The claim has been made in the executive summary of the Rapid Environment Impact Assessment (REIA) report and the Environment Management Plan submitted with the application seeking approval for iron ore mining in the reserved forest of Kavuthi Malai and Vediappan Malai.
Mark Cherniak, a scientist with Environment Law Alliance World Wide (E-Law), US, says: ‘The area of the project is a forested area and forests are among the most threatened and vulnerable ecological assets around the world.
Supporting his view, local forest officials, too, say that it is ironical to classify the two hills as not ecologically fragile. Forest officials had explained to the Central Empowerment Committee that visited the area before forest clearance was given for the project that mining operations would disturb the entire ecosystem of the district.
‘If lakhs of trees are felled it will lead to soil erosion, affect the ground water storage and disturb the wildlife. The forest is home for endangered species like monitor lizard, pangolin and more than 60 varieties of birds’, they say.
The assessment report says that no top soil is expected to begenerated in the mining plan period and the waste shall be dumped in the pre-determined dumping place outside the mine area.

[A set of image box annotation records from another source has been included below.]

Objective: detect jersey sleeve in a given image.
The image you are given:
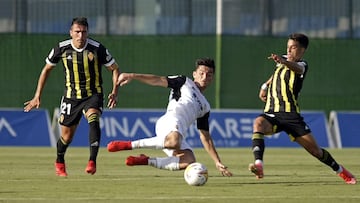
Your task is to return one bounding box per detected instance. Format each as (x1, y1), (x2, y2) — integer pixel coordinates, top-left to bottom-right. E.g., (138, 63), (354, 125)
(196, 112), (210, 131)
(45, 47), (62, 66)
(166, 75), (186, 89)
(99, 44), (115, 67)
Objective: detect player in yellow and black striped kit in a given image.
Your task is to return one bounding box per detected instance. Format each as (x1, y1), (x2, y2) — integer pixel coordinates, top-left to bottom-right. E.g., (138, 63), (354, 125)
(249, 33), (356, 184)
(24, 17), (120, 176)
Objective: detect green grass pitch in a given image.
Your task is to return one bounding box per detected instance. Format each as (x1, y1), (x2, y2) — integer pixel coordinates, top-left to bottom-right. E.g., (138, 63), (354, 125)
(0, 146), (360, 203)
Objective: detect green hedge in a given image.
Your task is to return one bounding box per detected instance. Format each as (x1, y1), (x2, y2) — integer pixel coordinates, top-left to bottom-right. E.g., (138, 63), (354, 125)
(0, 34), (360, 112)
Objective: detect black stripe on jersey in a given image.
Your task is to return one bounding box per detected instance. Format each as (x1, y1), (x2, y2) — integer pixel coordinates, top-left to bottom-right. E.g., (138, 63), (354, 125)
(264, 62), (307, 113)
(52, 39), (108, 99)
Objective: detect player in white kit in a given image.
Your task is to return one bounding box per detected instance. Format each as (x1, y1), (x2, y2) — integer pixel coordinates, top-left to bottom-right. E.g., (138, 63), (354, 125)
(107, 58), (232, 176)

But Piyush Sethia of ‘Speak Out Salem’, the NGO that spearheads the anti-mining movement, says: It is literally impossible to mine without removing the topsoil of the hills. Forest officials too concur with him.
On the pre-determined dumping place outside the mine areas, Sethia points out that it has not explained about the place selected for the waste disposal.

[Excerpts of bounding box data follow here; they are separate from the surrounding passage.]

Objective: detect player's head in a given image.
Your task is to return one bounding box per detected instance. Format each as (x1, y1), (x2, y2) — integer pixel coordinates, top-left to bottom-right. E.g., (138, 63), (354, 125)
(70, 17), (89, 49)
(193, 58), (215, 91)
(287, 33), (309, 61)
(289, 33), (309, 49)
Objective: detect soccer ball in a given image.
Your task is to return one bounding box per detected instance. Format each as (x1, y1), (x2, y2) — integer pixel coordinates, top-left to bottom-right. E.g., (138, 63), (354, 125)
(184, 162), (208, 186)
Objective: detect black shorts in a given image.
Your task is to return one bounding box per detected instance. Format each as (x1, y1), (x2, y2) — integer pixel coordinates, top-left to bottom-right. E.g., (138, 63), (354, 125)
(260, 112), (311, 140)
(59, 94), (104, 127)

Disputing the point that iron ore does not contain any toxic element, Cherniak says, ‘acid-mine drainage from an iron ore mine in China has caused alarming levels of cadmium and lead to contamination of surface water and locally-grown rice and vegetables,’ citing a scientific publication ‘Agricultural soils irrigated acidic mine water: acidity, heavy metals, and crop contamination’ in the Australian Journal of Soil Research.

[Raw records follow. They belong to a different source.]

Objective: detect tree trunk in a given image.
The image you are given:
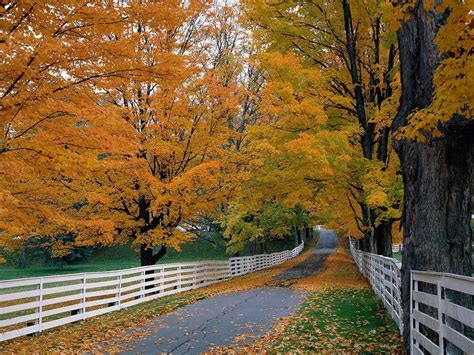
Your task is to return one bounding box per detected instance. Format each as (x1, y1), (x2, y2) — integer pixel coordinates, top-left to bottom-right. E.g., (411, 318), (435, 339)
(393, 0), (474, 352)
(140, 244), (166, 266)
(374, 220), (393, 258)
(18, 247), (26, 269)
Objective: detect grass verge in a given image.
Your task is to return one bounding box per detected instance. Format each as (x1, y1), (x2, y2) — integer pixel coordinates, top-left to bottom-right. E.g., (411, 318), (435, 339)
(210, 241), (403, 354)
(0, 234), (317, 353)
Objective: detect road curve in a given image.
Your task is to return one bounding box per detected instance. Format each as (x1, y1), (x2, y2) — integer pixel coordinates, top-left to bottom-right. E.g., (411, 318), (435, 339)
(112, 230), (337, 354)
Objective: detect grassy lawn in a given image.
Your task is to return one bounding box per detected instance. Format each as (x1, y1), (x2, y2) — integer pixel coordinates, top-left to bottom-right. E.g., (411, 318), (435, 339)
(0, 234), (304, 280)
(0, 237), (318, 354)
(273, 288), (400, 353)
(0, 239), (228, 280)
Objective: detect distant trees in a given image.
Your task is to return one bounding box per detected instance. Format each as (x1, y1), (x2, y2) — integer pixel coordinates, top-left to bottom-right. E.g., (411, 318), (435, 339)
(0, 0), (473, 285)
(246, 1), (402, 255)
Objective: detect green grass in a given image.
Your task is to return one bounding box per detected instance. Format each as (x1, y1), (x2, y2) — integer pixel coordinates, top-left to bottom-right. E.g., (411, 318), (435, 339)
(0, 290), (209, 354)
(274, 288), (401, 353)
(0, 239), (228, 280)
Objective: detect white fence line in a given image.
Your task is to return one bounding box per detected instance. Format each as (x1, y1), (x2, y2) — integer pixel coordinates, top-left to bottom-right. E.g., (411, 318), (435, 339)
(410, 271), (474, 354)
(392, 243), (403, 253)
(350, 240), (403, 334)
(350, 240), (474, 355)
(0, 243), (304, 341)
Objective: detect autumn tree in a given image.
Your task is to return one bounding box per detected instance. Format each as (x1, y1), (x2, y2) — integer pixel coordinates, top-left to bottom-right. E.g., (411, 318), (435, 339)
(246, 1), (400, 255)
(393, 0), (474, 346)
(224, 53), (353, 251)
(0, 1), (142, 256)
(0, 1), (243, 265)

Though the assessment report says that afforestation will be done over the waste dump slopes by spreading or utilizing the topsoil segregated and stacked separately, in the previous pages of the report, it is stated: ‘No topsoil is expected to be generated in the plan period,’ enviornmentalists point out.
Then, it is not known from where the water - the report says that the requirement will be about 560 cubic million/day - will come from, when the district administration has already reduced the supply from Sathanur dam for irrigation from 110 days to 90 days per year, says Kumar Ambayiram, a local environmentaal activitist.
Above all, the report is silent on where beneficiation and pelletization plant, which will require at least 100 acres of land, will be set up, points out Sethia.